The federal government plans to end a test program this week that speeds airline travelers to the front of airport security checkpoints in exchange for providing more personal information, the Transportation Security Administration said yesterday.
The "Registered Traveler" program was launched last summer, and it now operates at six airports, including Reagan National Airport. The participants are a few thousand frequent fliers hand-picked by airlines. The exception is at Orlando International Airport, where the agency is taking all volunteers through a unique public-private partnership program.
TSA spokeswoman Yolanda Clark said the agency has decided to let the contracts with several companies that operate the test program expire this week. She said the agency will review the program, but several government and industry officials said many top officials at the agency do not want to expand the program as currently designed.
"We are concluding the pilot program and we are going to review the results to determine how Registered Traveler would fit as a link in the security chain," Clark said. "The phase we move into now is an opportunity to review all of that data" from the tests.
Homeland Security Deputy Secretary Michael P. Jackson has not been a big supporter of the idea, even when he served as deputy secretary of the Department of Transportation, which first considered the program after the terrorist attacks in 2001. The concept of Registered Traveler has been popular with members of Congress, who fly frequently and who have been impatient with the agency's reluctance to expand the program.
At National Airport, American Airlines invited 2,000 frequent fliers to enroll in the program. Participants were required to provide their address, date of birth, e-mail address and phone numbers to the agency, and have their irises and index fingers digitally scanned. When the registered travelers show up at National Airport, they proceed to a kiosk located near the front of the security checkpoint that verifies their identity by matching their irises or fingerprints. Once their identity has been confirmed, the travelers can go to the front of the security line.

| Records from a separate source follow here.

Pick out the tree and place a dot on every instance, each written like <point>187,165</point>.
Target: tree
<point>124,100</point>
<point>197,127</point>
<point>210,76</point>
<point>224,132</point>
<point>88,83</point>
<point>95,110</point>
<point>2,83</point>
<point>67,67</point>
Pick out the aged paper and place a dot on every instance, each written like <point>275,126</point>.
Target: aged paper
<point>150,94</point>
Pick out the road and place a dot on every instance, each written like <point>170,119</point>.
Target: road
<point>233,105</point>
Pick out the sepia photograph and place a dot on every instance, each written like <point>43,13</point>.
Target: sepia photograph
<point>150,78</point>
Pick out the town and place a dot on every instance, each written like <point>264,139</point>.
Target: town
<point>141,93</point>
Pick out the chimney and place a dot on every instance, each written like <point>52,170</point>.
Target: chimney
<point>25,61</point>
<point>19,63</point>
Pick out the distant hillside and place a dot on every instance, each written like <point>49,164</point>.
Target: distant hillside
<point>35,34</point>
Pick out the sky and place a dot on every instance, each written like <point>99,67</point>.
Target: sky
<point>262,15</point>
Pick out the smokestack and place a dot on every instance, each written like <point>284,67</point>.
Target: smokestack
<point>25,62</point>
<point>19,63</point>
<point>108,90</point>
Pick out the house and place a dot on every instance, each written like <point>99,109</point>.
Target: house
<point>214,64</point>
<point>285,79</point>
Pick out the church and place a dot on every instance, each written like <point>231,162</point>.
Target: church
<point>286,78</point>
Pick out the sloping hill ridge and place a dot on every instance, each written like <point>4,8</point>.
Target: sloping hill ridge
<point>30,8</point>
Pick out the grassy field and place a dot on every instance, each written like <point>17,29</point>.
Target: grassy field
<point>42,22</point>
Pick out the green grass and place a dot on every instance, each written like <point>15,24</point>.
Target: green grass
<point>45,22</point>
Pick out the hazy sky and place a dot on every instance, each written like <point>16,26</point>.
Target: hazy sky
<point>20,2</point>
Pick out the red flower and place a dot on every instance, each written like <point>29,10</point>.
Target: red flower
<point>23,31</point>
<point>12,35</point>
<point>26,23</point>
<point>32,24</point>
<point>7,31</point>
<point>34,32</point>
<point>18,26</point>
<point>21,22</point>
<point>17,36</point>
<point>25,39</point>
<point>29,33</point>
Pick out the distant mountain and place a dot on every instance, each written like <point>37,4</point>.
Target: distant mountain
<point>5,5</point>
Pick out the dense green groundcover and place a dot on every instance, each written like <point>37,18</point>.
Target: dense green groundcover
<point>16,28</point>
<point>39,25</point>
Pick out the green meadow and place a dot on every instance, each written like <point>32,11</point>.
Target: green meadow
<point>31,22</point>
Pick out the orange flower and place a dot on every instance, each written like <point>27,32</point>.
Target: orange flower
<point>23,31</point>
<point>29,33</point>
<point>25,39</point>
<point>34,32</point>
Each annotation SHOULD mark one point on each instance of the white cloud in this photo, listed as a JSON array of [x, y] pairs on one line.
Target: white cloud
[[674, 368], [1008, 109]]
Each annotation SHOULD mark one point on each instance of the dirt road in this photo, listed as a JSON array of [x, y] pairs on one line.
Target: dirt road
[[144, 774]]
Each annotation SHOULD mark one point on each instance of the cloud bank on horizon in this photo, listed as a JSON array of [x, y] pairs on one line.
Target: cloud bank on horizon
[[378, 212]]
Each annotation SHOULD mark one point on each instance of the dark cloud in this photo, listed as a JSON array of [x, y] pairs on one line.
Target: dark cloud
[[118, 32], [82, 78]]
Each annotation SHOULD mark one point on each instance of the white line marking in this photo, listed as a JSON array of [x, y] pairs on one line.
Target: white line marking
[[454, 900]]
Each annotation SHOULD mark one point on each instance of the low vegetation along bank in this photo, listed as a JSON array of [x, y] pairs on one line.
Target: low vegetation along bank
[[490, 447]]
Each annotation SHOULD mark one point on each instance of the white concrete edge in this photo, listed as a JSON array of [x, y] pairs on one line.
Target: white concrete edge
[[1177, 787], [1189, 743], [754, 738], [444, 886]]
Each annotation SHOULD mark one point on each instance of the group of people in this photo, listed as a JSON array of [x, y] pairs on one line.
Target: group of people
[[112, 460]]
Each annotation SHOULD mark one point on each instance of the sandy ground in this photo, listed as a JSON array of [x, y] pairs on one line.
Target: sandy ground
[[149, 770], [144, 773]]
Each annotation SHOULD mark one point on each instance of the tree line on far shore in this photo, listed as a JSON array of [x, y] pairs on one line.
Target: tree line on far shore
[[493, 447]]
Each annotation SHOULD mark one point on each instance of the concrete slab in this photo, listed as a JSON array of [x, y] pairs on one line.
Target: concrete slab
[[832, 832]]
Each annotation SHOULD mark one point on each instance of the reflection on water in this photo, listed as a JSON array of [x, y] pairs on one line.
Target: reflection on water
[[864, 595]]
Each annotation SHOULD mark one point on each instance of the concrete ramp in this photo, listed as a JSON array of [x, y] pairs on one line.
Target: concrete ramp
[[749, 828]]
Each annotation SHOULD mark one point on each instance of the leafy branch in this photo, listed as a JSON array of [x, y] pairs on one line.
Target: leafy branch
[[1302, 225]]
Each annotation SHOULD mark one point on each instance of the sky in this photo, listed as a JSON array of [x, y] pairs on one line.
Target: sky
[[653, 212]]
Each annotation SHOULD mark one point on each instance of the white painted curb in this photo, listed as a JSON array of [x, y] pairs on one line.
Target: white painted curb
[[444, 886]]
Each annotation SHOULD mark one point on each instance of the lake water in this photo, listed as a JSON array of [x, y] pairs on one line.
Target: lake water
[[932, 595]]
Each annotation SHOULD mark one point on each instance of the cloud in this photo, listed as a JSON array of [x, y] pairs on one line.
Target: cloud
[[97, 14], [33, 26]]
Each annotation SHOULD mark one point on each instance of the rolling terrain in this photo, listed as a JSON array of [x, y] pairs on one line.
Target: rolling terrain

Several industry leaders say Registered Traveler never got off the ground because it was only helpful to users at the airport where they registered. They say the key to expanding the program is to ensure that the registration can work at every participating airport.
"It's important to focus on what the next steps are going to be and to continue to build off successes we have in the pilot program," said Carter Morris, who represents airports, including National and Dulles International, that want to expand the program. "The fact we have 50 airports committed to work together to make the program a reality in and of itself is a huge endorsement of the program."